IE 11 is not supported. For an optimal experience visit our site on another browser.

DHS: Officers Should Review Apprehended for Deportation Relief

Image: Migrants from Guatemala who were deported from the U.S. arrive at La Aurora airport in Guatemala City
Migrants from Guatemala who were deported from the U.S. arrive at La Aurora airport in Guatemala City, July 10, 2014. STRINGER / Reuters

Immigration and border officers' duties will soon include determining whether people they apprehend might qualify for relief from deportation under President Barack Obama's executive action.

Instructions to Customs and Border Patrol and Immigration and Customs Enforcement on how to do so are included in training materials, The Associated Press reported. The materials tell agents "to immediately begin identifying persons in their custody, as well as newly encountered persons" who may be eligible for protection from deportation." The documents include a checklist of questions that can be asked, according to the AP.

Obama's executive action expanded an existing program, known as DACA, that shields certain young immigrants here illegally from deportation. It also created a new program, dubbed DAPA, providing relief from deportation to parents of U.S. citizen and legal resident children. To qualify for DAPA, the parents have to have lived in the U.S. since Jan. 1, 2010, and must pass required background checks.

Border Patrol agents for many years have used a list questions to determine if people they apprehend at the border have a "credible fear" of persecution if they are sent back to their home country; this helps officers determine if they qualify for the asylum process.

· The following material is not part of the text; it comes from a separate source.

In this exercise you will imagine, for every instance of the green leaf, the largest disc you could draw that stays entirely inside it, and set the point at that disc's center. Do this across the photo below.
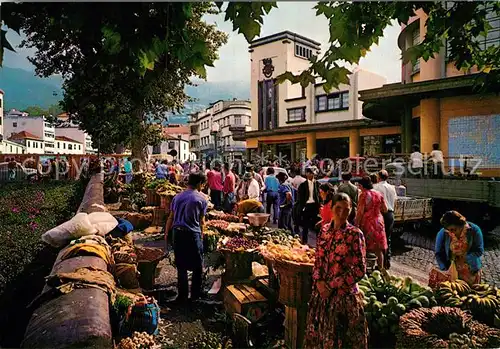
(4, 42)
(201, 71)
(250, 29)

People apprehended while illegally crossing the border or who have re-entered after being officially removed are considered a top priority for deportation, even under the president's executive action.

ICE deals more with people detained in the U.S. interior. During both of Obama's terms, ICE officers have followed priorities on who should be first, second, third etc. in line for deportation, guided by what are known as the Morton memos. Those memoswere replaced by a Nov. 20 memo by Homeland Security Secretary Jeh Johnson. The next step has been to update training material for officers in the field with the updated policies.

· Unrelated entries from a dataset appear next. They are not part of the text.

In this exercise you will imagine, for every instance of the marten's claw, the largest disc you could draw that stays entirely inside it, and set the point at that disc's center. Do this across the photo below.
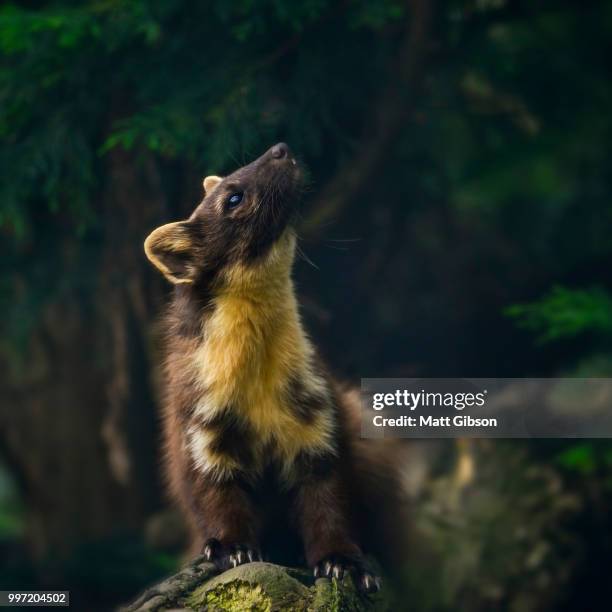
(337, 566)
(225, 556)
(369, 583)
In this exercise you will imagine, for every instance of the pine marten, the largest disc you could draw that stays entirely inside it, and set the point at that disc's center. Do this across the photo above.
(260, 441)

In his memo, Johnson said the revised guidelines applied to people encountered or apprehended on or after Jan. 5, as well as to immigrants detained, in removal proceedings or subject to removal orders. People already removed could not qualify and those with notices to appear for hearings still had to show up to those hearings, the memo stated.

There are an estimated 11 million people in the country illegally.

Calls and emails to DHS were not immediately returned.